In the age of satellites, the technology exists to crack our cultural isolation and promote a cross-fertilization of ideas. Global programming is now technically feasible and economically viable. “World television” is poised to penetrate an insularity fed by the kind of educational underdevelopment that led to 60 percent of our high school kids not being able to find Japan on a globe and 20 percent unable to locate the United States.
Tuning in to the world need not be sold as something that’s good for you, as some kind of elitist antidote to illiteracy. It can be marketed in the same way we market all TV shows—as worth watching, informative, or just plain fun. Already, broadcasters who are willing to take risks and introduce a more global perspective are getting a good response. Ted Turner has built CNN on the strength of its overseas reach, and he is now making money as a global broadcaster. The Discovery Channel is also doing well with programming with international themes.
The success of Globalvision’s weekly television newsmagazine South Africa Now illustrates the potential for innovative global programming. Hailed by Time magazine for filling a void in news coverage, the show recently won an Emmy award for its coverage, supplied mostly by black South African video teams. South Africa Now is seen on 80 PBS stations and also in the Caribbean, southern Africa, Canada and Japan. It contributes stories weekly to CNN’s World Report.

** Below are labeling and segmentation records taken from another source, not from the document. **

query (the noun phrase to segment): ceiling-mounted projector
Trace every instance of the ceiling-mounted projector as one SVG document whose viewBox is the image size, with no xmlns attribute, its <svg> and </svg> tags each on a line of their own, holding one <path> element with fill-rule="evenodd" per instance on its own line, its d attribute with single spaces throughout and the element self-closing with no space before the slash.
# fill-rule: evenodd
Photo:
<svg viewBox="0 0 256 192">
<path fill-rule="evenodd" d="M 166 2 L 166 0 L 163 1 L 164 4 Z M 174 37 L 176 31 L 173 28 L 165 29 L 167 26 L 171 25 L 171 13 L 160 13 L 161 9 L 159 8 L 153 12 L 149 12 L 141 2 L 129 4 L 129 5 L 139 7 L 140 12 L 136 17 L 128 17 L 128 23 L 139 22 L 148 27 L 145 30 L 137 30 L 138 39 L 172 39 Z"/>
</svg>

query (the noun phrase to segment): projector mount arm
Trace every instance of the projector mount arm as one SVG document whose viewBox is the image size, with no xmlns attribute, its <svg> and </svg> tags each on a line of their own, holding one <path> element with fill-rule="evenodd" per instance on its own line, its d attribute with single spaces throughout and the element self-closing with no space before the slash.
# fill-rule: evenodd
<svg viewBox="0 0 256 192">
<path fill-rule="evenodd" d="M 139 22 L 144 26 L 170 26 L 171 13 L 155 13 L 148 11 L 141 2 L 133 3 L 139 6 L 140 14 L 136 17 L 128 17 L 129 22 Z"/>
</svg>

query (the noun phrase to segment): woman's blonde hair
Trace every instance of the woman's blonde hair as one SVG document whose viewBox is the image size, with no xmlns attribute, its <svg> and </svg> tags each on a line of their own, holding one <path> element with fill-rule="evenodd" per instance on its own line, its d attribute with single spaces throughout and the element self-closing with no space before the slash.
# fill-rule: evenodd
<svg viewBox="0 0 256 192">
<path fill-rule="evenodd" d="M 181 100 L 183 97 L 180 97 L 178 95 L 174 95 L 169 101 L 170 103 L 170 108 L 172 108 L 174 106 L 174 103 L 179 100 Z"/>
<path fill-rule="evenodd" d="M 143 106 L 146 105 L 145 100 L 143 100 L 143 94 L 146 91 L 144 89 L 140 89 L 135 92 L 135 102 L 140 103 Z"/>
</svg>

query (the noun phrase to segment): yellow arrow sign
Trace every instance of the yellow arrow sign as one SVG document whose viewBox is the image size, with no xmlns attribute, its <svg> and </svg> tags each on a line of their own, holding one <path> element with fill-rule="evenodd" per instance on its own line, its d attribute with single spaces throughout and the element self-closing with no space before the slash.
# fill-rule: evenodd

Globalvision is now developing several other programs on the South Africa Now model, fusing cultural and news segments. They include The Soviet Union Now, produced jointly by Russians and Americans, and Rights and Wrongs, a global human rights show. In the commercial sphere, an international magazine show offering to bring “the best of the world to the rest of the world” is in the final stages of pre-production with a number of international broadcasters and production groups already expressing strong interest. This show will aim to bring a mix of international television into the U.S. TV market in a package attractive for U.S. viewers. It will also provide customized editions for viewers in other countries in their own language.
Companies like Globalvision can’t singlehandedly change the dismal state of TV programming, but they are determined not to leave it the same either. As we approach the turn of the century, as TV thrusts itself on the cutting edge of change from Romania to South Africa to Tiananmen Square, it is no longer a question of whether we will see what the world sees, but when. Soon we’ll be watching local—and seeing global!